Ambos estudiaban informática en horario vespertino y se podría decir que eran compañeros... de estudio... claro está, no de los otros, de los prohibidos por el dictador.
--Compañera- insistió el joven inocentemente- he notado que hace dos semanas no ha venido a clases.
--Sí- respondió Pamela - tengo un hijo enfermo.
--Bueno, si usted quiere le puedo prestar mis apuntes para que se ponga al día –agregó el joven.
--Gracias, eres muy amable te lo agradeceré mucho - respondió Pamela aceptando los cuadernos que le pasaba. En ese momento llegó el bus y Pamela subió.
-- Adiós, hasta el lunes – casi gritó desde arriba.
Él con decisión también subió.
--¡Vaya! Hacemos el mismo recorrido-le dijo Pamela un poco inquieta sin saber por qué.
Con una amplia sonrisa, casi angelical, el joven respondió:
--No, no es así, pero quisiera acompañarla-
Pamela lo miró. Le parecía extraño. Y como era su costumbre enfrentó directamente el dilema y sin retraso.
--¿Por qué?- inquirió seria-
El joven con evidente sonrojo contestó:
--No sé…porque quiero-
Esta respuesta la desconcertó ¿Qué pretende este jovencito?- pensó - ya tengo suficiente con los tres pelotudos que tengo en casa.
--Verá usted - agregó el muchacho - muchas veces he tenido el impulso de hablarle pero me he contenido porque es tan seria en clases, ríe pocas veces, por lo general está más bien tristona…¿Sabe?, Es mejor aprovechar el tiempo riendo para sanar el alma que languidecer de pena. Así se aprende mejor. Entra con más rapidez y con un gesto señaló la cabeza.
Se hizo un silencio prolongado. El continuó
-- Ahora que tengo la oportunidad quisiera decirle algo….
--Bueno, dígalo que luego tendré que bajarme - le contestó Pamela un poco desafiante.
El joven se revolvió inquieto en su asiento, se sentía como marihuana en bolsillo de carabinero, le ardía la cara y las manos le sobraban.
Ella sintió cierta ternura al ver que el joven sudaba angustia.
--El primer día que la vi, no lo podía creer, nunca había visto una mujer tan hermosa, sus gestos, su escasa risa, y hasta su impaciencia y mal humor me han quitado la paz. Por favor no se enoje pero creo que estoy perdidamente enamorado de usted.
El muchacho tomó un respiro se comió una uña y continuó:
-- Ya sé que esto es loco y que no puede ser. Prometo nunca más decírselo… pero… déjeme darle un beso, sentir sus labios, un sólo beso por favor.
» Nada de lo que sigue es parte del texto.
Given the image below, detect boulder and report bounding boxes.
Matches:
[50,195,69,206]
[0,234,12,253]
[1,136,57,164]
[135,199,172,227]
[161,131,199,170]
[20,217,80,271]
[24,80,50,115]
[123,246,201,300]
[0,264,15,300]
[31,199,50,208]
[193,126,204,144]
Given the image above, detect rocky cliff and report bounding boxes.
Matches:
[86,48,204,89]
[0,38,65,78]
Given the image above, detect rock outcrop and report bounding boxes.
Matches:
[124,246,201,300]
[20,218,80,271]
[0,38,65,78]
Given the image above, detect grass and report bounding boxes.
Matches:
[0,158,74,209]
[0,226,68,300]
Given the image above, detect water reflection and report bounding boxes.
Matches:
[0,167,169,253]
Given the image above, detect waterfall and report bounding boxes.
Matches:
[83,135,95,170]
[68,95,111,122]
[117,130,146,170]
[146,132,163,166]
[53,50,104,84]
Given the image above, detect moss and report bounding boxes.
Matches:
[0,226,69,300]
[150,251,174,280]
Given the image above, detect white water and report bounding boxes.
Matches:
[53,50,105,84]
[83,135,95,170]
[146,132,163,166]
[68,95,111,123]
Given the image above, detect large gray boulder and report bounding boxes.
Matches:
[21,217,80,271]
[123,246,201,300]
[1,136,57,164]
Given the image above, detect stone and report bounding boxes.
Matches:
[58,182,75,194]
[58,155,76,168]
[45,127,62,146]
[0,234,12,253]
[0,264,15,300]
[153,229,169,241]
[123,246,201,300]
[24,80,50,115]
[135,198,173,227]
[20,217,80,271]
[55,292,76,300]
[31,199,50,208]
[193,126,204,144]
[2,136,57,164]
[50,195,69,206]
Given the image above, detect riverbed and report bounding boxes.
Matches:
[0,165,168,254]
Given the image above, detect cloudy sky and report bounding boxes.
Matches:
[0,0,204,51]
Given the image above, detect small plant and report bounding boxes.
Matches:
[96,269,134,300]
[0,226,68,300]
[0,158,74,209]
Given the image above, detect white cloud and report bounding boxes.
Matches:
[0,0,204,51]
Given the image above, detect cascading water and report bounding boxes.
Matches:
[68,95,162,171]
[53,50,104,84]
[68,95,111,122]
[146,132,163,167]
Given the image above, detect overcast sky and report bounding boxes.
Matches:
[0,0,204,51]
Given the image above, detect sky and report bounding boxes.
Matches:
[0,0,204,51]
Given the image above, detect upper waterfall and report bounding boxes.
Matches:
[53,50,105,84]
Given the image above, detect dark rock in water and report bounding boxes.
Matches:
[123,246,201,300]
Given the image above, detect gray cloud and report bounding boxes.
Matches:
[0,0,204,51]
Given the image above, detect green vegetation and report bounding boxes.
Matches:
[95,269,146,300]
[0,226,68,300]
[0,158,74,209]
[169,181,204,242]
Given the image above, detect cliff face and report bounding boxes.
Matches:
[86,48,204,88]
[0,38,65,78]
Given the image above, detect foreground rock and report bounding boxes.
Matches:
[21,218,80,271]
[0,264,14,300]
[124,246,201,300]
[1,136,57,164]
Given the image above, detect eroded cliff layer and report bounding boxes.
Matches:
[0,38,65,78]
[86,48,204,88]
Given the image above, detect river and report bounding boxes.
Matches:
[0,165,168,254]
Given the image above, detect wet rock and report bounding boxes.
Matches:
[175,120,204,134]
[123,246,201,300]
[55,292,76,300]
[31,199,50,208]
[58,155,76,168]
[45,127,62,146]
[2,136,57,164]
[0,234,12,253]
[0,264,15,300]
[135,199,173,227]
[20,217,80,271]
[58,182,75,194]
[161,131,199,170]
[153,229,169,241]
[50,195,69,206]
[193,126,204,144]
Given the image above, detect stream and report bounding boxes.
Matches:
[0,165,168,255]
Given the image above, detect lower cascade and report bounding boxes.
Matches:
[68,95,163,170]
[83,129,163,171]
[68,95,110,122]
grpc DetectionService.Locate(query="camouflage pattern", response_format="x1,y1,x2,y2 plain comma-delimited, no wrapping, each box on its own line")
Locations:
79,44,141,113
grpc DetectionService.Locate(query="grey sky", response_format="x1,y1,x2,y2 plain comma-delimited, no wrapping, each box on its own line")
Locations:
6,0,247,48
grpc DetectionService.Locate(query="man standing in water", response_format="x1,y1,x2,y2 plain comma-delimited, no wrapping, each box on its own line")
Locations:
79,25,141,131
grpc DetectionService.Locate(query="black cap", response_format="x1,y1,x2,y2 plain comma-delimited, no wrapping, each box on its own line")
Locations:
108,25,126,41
Pamela pillada por sorpresa y estremecida por sus ojos tomó al joven del cuello, acercó su rostro y ahí en medio de la micro con los pasajeros observándolos lo besó tímidamente primero y luego con generosa pasión, con los ojos cerrados, sintió sus labios húmedos, la lengua urgente, menesterosa que la buscaba.
Acto seguido se puso de pie y descendió del bus.
El muchacho quedó mirándola en un mudo adiós.
Más tarde, acostada al lado de su marido, sonriente, muda en medio de los ronquidos de él, dijo en voz alta:
-- Lo que es la vida, jamás nunca sentí tanto amor en un beso. Luego acercándose al oído de su marido dijo bajito:
--¡Ay mata de arrayán florido! Hoy te han dejado enano, chiquito, ¿Ves?, La hombría no se lleva en los cojones sino en el corazón.